Researcher Nur Adlyka Ainul Annuar, 31 has certainly been thinking out of illusory confinement, with her proposal to study the supermassive black holes in our nearby galaxies. Adlyka hopes to find out how they are behaving as this could shed some light on the future of the supermassive black hole lying dormant in our galaxy. In particular, Adlyka is concerned that it will one day wake up, as it certainly can, and then what would become of our galaxy and planet?
In case you thought black holes have no impact whatsoever on our lives, our GPS system uses black holes as reference points to help us find our location and navigate to our destination. Wi-Fi too, would apparently not be possible without early research into the signals emitted from black holes.

As an astrophysicist and lecturer at the Department of Applied Physics in Universiti Kebangsaan Malaysia, Adlyka wants to increase Malaysia’s capacity in space science research which is currently limited.

The technique or technology used for this research can then be transferred for other uses in our country, for instance, for national security.
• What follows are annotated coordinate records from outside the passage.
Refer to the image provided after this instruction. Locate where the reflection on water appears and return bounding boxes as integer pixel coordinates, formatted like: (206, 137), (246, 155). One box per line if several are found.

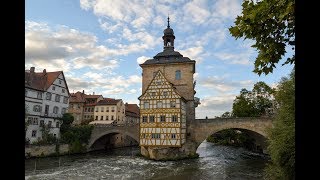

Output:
(25, 141), (268, 180)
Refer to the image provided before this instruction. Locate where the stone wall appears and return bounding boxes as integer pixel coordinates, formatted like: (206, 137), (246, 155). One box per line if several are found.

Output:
(25, 144), (69, 157)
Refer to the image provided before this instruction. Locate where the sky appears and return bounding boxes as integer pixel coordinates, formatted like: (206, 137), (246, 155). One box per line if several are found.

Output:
(25, 0), (293, 118)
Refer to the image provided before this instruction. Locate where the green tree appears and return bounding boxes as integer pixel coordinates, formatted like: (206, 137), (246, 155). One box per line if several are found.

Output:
(266, 70), (295, 180)
(229, 0), (295, 75)
(221, 111), (232, 118)
(60, 113), (74, 134)
(232, 81), (274, 117)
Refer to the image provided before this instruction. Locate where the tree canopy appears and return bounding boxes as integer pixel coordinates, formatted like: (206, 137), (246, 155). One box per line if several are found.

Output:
(232, 81), (274, 117)
(229, 0), (295, 75)
(266, 70), (295, 179)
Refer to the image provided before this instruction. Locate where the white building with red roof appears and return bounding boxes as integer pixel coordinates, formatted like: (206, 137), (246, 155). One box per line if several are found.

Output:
(25, 67), (70, 143)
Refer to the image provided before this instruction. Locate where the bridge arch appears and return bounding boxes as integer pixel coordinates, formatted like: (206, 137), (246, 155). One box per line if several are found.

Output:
(191, 118), (272, 152)
(88, 127), (139, 149)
She would also have opened doors to network with the prestigious institution she interns at and be able to train others with her knowledge gained. 
Sustainable Energy Planning

Purusothmn Nair, 27 is a PhD student from the University of Nottingham, Malaysia who is very passionate about sustainable energy planning via negative emissions technologies (NETs).

NETs focus on removing greenhouse gases (GHG) from the air. They are helpful to offset historical emissions and to offset emissions from sectors that are hard to decarbonise, such as the transportation and agricultural sector. NETs is also an important technology to use alongside renewable energy resources, as some GHG emissions occur during renewable energy production.
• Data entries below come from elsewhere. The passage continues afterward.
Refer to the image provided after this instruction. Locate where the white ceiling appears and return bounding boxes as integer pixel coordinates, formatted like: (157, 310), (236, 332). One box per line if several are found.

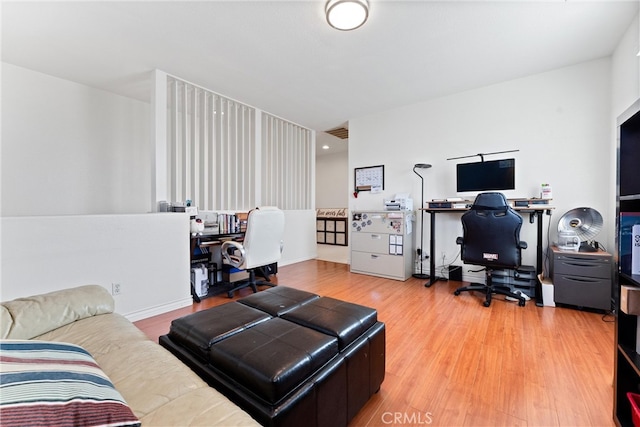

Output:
(1, 0), (638, 157)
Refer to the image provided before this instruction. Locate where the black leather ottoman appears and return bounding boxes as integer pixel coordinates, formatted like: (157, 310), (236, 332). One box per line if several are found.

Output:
(160, 286), (385, 427)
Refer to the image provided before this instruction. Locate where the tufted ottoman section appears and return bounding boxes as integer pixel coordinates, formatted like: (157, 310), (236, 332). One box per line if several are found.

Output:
(160, 286), (385, 427)
(209, 317), (338, 404)
(282, 297), (378, 350)
(169, 302), (271, 360)
(238, 286), (320, 316)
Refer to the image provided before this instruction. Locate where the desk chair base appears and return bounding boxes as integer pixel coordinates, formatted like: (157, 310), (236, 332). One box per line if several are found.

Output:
(453, 270), (527, 307)
(424, 275), (449, 288)
(227, 267), (278, 298)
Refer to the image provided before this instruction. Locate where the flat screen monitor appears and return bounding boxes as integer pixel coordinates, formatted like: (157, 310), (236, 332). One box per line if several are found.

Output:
(456, 159), (516, 193)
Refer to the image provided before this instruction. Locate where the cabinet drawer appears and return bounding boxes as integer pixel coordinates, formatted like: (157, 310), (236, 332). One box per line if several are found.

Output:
(351, 233), (389, 254)
(351, 251), (405, 280)
(553, 254), (612, 280)
(553, 273), (611, 310)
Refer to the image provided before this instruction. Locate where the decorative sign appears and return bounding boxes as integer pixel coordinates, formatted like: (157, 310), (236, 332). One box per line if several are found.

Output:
(354, 165), (384, 194)
(316, 208), (347, 218)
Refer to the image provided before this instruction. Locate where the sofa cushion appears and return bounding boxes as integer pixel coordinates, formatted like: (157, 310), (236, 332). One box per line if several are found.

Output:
(0, 285), (114, 340)
(0, 340), (140, 426)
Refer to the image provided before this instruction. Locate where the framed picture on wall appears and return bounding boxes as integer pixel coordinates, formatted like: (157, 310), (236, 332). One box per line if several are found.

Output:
(354, 165), (384, 193)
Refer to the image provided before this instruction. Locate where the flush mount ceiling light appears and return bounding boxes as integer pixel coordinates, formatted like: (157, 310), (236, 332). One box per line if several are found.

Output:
(325, 0), (369, 31)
As signatories to the Paris agreement to reduce our impact on climate change, Malaysia has committed to reduce its GHG emissions intensity by 45% by 2030, relative to emissions in 2005. Purusothmn would like to learn the best carbon emission reduction strategies and sustainable energy planning that can be adopted by various industries to help Malaysia fulfil its pledge to the Paris agreement.
Freddy Tan Kheng Suan, 35, is a senior lecturer at the Asia Pacific University of Technology and Innovation. He too wants to help Malaysia reduce its carbon dioxide emissions, but more importantly, to become the first in the world to overcome the design challenges of current on-board chargers in electric vehicles.

Freddy wants to design a next-generation on-board charger using Wide Bandgap Technology, which will halve its current size, can avoid overheating issues, has a higher charging speed and is able to increase the overall reliability and efficiency of the system. This could be significant as the Bloomberg New Energy Finances reports that we would see global sales of zero-emission cars rising from 4% of the market in 2020 to 70% by 2040.

Already, 20 countries worldwide have begun to phase out vehicles powered by fossil fuels. Freddy is currently leading a team that has conducted part of the research work. The attachment will help him learn the design principles that could make Malaysia a pioneer in this technology.